Hacker News new | ask | show | jobs
by tfvlrue 442 days ago
In the past I remember that Excel not properly handling UTF-8 encoded text in a CSV. It would treat it as raw ASCII (or possibly code page 1252). So if you opened and saved a CSV, it would corrupt any Unicode text in the file. It's possible this has been fixed in newer versions, I haven't tried in a while.
1 comments

It's related to how older versions of Windows/Office handled Unicode in general.

From what I have heard, it's still an issue with Excel, although I assume that Windows may handle plain text better these days (I haven't used it in a while)

You need to write an UTF-8 BOM at the beginning (0xEF, 0xBB, 0xBF), if you want to make sure it's recognized as UTF-8.

Ugh, UTF-8 BOM. Many apps can handle UTF-8 but will try to return those bytes as content; maybe ours in 2015 too

I was on the Power Query team when we were improving the encoding sniffing.

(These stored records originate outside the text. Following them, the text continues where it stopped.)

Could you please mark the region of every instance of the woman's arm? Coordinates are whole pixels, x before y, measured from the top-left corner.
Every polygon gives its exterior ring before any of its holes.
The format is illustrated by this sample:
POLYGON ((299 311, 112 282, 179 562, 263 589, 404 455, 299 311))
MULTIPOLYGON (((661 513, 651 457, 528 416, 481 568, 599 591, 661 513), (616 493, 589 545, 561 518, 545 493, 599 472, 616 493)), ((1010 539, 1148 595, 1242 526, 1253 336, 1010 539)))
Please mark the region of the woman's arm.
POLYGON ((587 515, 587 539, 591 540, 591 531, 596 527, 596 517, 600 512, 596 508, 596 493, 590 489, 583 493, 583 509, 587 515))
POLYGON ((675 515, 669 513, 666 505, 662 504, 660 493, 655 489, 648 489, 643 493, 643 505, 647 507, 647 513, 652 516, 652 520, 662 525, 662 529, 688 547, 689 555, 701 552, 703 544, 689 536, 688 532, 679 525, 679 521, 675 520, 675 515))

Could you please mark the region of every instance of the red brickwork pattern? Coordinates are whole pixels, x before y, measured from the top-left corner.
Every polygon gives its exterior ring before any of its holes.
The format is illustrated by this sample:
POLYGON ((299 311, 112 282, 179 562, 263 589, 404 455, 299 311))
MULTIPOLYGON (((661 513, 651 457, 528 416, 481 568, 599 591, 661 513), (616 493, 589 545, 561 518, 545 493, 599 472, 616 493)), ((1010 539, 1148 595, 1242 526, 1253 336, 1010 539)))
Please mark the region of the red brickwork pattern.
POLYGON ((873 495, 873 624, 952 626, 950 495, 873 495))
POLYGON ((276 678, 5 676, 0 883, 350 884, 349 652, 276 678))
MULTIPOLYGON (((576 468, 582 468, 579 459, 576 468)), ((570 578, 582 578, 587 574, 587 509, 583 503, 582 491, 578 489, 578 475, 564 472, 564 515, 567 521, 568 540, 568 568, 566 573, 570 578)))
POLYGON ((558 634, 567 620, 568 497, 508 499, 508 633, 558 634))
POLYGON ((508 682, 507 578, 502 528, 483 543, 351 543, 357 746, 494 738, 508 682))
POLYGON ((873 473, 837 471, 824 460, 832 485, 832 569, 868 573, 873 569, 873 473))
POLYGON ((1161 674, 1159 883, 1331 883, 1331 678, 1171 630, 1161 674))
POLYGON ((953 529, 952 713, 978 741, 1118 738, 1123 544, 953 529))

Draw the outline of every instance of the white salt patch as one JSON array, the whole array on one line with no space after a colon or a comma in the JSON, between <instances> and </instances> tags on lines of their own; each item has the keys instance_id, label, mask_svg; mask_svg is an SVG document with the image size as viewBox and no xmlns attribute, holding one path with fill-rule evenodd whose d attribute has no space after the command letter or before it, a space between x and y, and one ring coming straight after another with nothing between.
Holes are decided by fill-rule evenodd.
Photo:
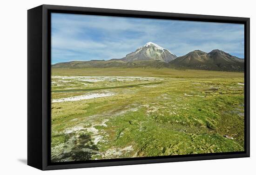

An app can scan ahead i.e. 64kB, but ultimately the user needs to just say what the encoding is. All the Power Query data import dialogs should let you specify the encoding.

UTF-8 BOM is probably not a good idea for anything other than (maybe) plain text documents. For data, many (although not all) programs should not need to care about character encoding, and if they include something such as UTF-8 BOM then it will become necessary to consider the character encoding even though it shouldn't be necessary.